Un equipo de investigadores de la Universidad de Copenhague ha sacudido los cimientos de la gerontología moderna al demostrar que el secreto para una vida larga reside, principalmente, en nuestro código genético y no tanto en los hábitos externos.
El estudio, liderado por los científicos Daniela Bakula y Morten Scheibye-Knudsen, concluye que aproximadamente el 55% de la variabilidad en la longevidad humana se debe a factores hereditarios. Este hallazgo, basado en el análisis profundo de registros de gemelos y datos biológicos, sugiere que el impacto del estilo de vida —como la dieta o el ejercicio— es significativamente menor de lo que la sociedad y la industria del bienestar han sostenido hasta ahora.
La evolución como arquitecta del envejecimiento
La investigación propone un cambio de paradigma: el ritmo de envejecimiento no es un proceso caótico, sino una función optimizada a través de la evolución, de manera similar a cómo se desarrollan el metabolismo o la capacidad cognitiva.
«El margen para influir en el ritmo de envejecimiento mediante cambios en el estilo de vida es limitado», explicaron Bakula y Scheibye-Knudsen. «A medida que las muertes por causas externas, como accidentes o enfermedades infecciosas, disminuyen en las sociedades modernas, el peso real de la herencia biológica se vuelve más evidente».
Puntos clave del hallazgo:
* Predominancia del ADN: Más de la mitad de la probabilidad de alcanzar una edad avanzada está escrita en los genes desde el nacimiento.
* Efecto de la seguridad moderna: En entornos seguros y con medicina avanzada, la genética toma el control total sobre la duración de la vida.

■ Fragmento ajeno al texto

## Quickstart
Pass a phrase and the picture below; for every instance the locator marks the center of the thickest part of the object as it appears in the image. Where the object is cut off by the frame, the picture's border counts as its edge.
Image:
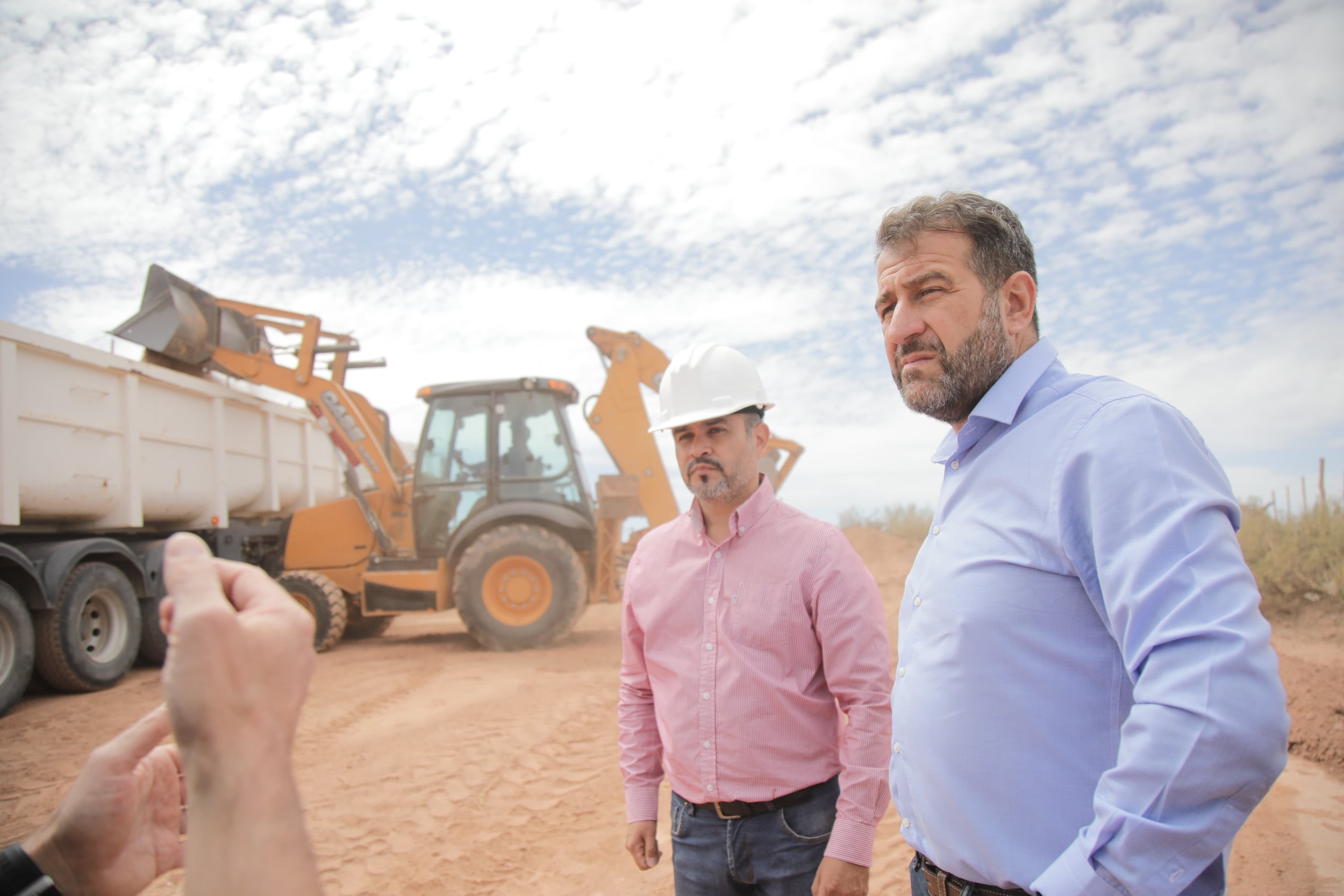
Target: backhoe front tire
(90, 639)
(519, 586)
(323, 599)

* Límites del ‘Biohacking’: Aunque una vida saludable es recomendable para evitar enfermedades crónicas, tiene un techo biológico difícil de superar si la genética no acompaña.
Implicaciones sociales
Este descubrimiento redefine las expectativas sociales sobre el envejecimiento. Al entender que las tasas de envejecimiento están programadas biológicamente, la ciencia médica podrá enfocarse más en la comprensión molecular del ADN para tratar enfermedades relacionadas con la edad, en lugar de centrarse únicamente en la modificación de conductas externas.
Para la comunidad científica, este estudio marca un hito en la comprensión de por qué algunas personas alcanzan los 100 años con un esfuerzo mínimo, mientras que otras, con hábitos rigurosos, ven su salud declinar prematuramente.